Het is dan ook te mooi om waar te zijn. Wanneer Apple erin geslaagd zou zijn om zijn nieuwe horloge geschikt te maken voor het betrouwbaar meten van suiker (glucose) in je bloed, dan zou het technologiebedrijf iets hebben klaargespeeld waar tientallen ondernemingen, wetenschappers en venture capitalists in de afgelopen tientallen jaren op zijn vastgelopen. Elke keer leek het meten van glucose in je bloed zonder te moeten prikken binnen bereik te zijn, maar bijna altijd verdampte de droom (en de investeringen). Ons eigen RIVM concludeerde in een rapport uit 2000 dat rond 2015 (dat is nu dus) de alternatieven voor de vervelende vingerprik sterk verbeterd zouden zijn en dat die op grote schaal toegepast zouden worden. Die voorspelling komt niet uit.

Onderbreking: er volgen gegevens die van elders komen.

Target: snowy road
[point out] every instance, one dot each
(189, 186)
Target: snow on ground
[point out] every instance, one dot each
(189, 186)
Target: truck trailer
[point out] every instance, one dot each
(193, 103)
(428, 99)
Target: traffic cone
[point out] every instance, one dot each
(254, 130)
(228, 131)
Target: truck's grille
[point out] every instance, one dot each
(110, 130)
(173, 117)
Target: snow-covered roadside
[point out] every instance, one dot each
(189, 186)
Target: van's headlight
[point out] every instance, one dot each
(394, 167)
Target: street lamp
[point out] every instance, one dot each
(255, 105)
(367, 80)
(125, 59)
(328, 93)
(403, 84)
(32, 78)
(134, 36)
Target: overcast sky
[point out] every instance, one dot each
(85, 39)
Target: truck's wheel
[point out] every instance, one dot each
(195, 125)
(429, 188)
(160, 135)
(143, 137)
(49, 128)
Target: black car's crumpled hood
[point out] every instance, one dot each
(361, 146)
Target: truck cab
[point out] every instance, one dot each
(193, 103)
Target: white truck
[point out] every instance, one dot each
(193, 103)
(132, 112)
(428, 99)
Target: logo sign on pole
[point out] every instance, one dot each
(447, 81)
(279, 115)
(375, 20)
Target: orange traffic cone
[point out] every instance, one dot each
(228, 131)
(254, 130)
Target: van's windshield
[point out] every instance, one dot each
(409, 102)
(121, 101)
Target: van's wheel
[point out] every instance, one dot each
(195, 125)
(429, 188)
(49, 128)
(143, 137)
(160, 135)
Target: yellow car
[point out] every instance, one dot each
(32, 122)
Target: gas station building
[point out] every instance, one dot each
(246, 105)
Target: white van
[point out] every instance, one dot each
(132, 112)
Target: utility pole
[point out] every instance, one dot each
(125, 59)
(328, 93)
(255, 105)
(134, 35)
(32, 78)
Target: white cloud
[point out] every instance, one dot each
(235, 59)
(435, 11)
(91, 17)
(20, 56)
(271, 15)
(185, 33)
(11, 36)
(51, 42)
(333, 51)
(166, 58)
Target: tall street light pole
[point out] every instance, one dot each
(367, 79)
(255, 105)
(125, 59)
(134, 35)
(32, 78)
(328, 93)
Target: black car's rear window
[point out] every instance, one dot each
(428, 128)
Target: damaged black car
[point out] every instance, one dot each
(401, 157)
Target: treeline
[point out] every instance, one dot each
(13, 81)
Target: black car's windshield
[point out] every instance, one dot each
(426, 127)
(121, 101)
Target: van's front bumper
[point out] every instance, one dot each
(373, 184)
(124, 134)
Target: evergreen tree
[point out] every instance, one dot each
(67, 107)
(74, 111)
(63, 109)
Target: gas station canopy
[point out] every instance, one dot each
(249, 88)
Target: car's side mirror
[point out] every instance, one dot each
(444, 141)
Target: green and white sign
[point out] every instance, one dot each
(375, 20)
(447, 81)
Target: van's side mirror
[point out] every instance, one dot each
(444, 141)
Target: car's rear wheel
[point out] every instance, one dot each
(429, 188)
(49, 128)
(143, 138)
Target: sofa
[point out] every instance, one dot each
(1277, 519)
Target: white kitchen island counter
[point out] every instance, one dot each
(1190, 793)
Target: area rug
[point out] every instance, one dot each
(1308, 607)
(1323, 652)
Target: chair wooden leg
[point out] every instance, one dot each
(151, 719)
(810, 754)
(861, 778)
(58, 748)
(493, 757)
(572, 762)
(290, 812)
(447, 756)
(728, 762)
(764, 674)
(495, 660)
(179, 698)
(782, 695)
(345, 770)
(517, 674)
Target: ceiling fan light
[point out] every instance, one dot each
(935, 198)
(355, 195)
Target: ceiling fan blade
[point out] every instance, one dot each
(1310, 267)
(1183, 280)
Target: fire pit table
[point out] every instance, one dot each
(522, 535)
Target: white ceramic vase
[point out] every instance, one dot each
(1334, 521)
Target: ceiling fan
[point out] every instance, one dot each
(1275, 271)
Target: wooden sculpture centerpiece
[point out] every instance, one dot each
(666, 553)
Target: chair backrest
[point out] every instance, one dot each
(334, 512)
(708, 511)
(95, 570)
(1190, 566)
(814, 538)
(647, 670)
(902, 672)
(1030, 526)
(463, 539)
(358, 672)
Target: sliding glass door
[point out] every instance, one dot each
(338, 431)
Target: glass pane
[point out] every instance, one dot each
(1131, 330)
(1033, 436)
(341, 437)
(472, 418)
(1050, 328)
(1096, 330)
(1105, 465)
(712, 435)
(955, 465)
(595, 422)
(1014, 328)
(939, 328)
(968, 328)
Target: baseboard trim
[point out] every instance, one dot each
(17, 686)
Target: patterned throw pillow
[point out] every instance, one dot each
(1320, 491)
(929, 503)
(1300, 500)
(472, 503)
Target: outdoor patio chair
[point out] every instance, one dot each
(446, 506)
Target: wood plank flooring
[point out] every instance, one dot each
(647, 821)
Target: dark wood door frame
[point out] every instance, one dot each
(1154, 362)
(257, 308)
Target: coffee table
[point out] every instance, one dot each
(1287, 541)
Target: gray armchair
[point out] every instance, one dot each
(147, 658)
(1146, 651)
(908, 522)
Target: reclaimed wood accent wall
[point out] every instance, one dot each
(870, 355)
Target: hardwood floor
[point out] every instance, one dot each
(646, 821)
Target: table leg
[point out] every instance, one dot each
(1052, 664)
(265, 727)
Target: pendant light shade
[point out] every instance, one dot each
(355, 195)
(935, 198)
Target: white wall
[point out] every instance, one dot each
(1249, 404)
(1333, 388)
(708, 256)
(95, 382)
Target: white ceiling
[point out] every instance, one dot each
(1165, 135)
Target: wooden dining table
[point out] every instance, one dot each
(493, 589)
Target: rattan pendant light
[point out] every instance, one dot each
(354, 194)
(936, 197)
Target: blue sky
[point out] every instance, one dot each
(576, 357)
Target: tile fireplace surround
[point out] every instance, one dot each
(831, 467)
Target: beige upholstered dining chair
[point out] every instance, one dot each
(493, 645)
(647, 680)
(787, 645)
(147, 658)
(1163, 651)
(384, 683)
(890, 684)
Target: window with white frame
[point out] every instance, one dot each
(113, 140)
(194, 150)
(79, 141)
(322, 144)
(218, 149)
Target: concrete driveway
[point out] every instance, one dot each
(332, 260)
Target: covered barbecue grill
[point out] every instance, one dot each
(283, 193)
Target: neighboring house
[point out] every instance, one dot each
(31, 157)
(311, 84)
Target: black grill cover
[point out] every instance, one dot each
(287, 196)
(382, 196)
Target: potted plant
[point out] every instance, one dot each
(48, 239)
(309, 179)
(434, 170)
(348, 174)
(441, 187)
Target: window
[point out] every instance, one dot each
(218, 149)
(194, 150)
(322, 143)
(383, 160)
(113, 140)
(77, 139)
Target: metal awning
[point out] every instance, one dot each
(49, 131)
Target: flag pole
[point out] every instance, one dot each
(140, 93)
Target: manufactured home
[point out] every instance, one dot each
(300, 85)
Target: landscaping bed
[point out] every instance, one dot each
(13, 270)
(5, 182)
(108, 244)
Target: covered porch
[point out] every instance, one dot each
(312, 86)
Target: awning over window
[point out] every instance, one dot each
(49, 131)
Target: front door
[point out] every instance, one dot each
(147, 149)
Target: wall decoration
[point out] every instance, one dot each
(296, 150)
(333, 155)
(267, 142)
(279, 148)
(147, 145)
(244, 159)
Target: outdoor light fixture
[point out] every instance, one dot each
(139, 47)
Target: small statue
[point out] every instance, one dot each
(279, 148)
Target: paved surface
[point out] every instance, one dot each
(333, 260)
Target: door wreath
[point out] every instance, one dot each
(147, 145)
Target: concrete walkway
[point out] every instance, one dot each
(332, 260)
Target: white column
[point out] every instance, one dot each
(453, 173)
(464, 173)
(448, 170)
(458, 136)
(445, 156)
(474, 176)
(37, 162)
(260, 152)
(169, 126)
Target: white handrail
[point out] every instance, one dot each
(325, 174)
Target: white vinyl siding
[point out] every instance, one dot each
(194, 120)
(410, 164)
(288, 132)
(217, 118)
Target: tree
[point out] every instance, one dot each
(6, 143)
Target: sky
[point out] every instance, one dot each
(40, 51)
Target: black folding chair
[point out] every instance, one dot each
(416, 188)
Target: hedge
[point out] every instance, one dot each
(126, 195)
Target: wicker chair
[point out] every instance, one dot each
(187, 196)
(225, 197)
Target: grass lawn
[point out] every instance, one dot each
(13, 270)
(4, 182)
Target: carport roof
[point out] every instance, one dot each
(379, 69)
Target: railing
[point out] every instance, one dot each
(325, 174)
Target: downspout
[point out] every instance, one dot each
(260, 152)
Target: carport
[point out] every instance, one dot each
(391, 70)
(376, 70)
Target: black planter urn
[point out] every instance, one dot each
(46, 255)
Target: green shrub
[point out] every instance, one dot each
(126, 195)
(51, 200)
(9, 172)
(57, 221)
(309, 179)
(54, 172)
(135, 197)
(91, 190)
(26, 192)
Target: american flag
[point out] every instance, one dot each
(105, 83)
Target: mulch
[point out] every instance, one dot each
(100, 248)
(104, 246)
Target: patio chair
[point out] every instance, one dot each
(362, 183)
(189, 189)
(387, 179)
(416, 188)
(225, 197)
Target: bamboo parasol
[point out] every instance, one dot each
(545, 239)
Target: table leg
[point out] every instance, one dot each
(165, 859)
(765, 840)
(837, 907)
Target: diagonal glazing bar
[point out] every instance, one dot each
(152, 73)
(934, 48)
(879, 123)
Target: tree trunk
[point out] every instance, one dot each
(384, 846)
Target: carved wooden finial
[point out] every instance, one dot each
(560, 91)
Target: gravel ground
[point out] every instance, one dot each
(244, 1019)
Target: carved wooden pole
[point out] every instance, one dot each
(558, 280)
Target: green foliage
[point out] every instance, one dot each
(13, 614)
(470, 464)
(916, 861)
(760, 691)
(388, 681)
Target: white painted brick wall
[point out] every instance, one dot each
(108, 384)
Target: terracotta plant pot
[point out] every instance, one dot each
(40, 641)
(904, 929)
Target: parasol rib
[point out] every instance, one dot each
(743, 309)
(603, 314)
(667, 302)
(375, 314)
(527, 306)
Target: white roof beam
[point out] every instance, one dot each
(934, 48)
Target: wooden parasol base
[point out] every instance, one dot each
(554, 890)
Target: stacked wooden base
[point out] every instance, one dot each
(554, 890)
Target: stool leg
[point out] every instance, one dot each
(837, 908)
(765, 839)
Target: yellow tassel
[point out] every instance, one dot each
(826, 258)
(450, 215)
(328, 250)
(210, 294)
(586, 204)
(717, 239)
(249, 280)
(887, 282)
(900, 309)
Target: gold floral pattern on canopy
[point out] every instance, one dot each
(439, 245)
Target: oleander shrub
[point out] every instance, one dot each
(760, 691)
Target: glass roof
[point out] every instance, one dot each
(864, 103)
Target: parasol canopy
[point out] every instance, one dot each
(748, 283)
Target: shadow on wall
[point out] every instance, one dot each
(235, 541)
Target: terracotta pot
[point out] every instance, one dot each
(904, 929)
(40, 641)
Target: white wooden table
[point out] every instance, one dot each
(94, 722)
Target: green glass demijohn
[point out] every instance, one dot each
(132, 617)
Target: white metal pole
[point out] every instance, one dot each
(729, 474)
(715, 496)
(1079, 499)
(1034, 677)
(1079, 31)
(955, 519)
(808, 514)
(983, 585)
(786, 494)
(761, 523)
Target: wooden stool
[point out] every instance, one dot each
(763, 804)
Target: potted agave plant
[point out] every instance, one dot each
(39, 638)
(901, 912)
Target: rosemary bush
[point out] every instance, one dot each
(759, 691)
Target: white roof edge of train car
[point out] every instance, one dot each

Er zijn inmiddels wel oplossingen om steeds betrouwbaarder het suikergehalte in je bloed te meten, door middel van een sensor die je op je huid plakt en een bijbehorende ontvanger. Maar de technologie is nieuw en relatief duur. Dat beperkt de groei van de markt nog. Wilco Bornkamp is directeur van Zkope HealthCare, de Nederlandse distributeur van Dexcom. Dit Amerikaanse bedrijf is wereldwijd één van de meest toonaangevende leveranciers van systemen voor continu glucose monitoring (CGM), zoals het Dexcom G4 systeem. Bornkamp geeft aan dat de Nederlandse markt voor dit soort systemen, die van concurrenten als Medtronic meegerekend, nu nog niet groter is dan enkele duizenden verkochte systemen. Maar de systemen worden wel steeds preciezer en gebruiksvriendelijker, en dat kan volgens hem wel voor marktgroei zorgen.
Waarom bloed prikken?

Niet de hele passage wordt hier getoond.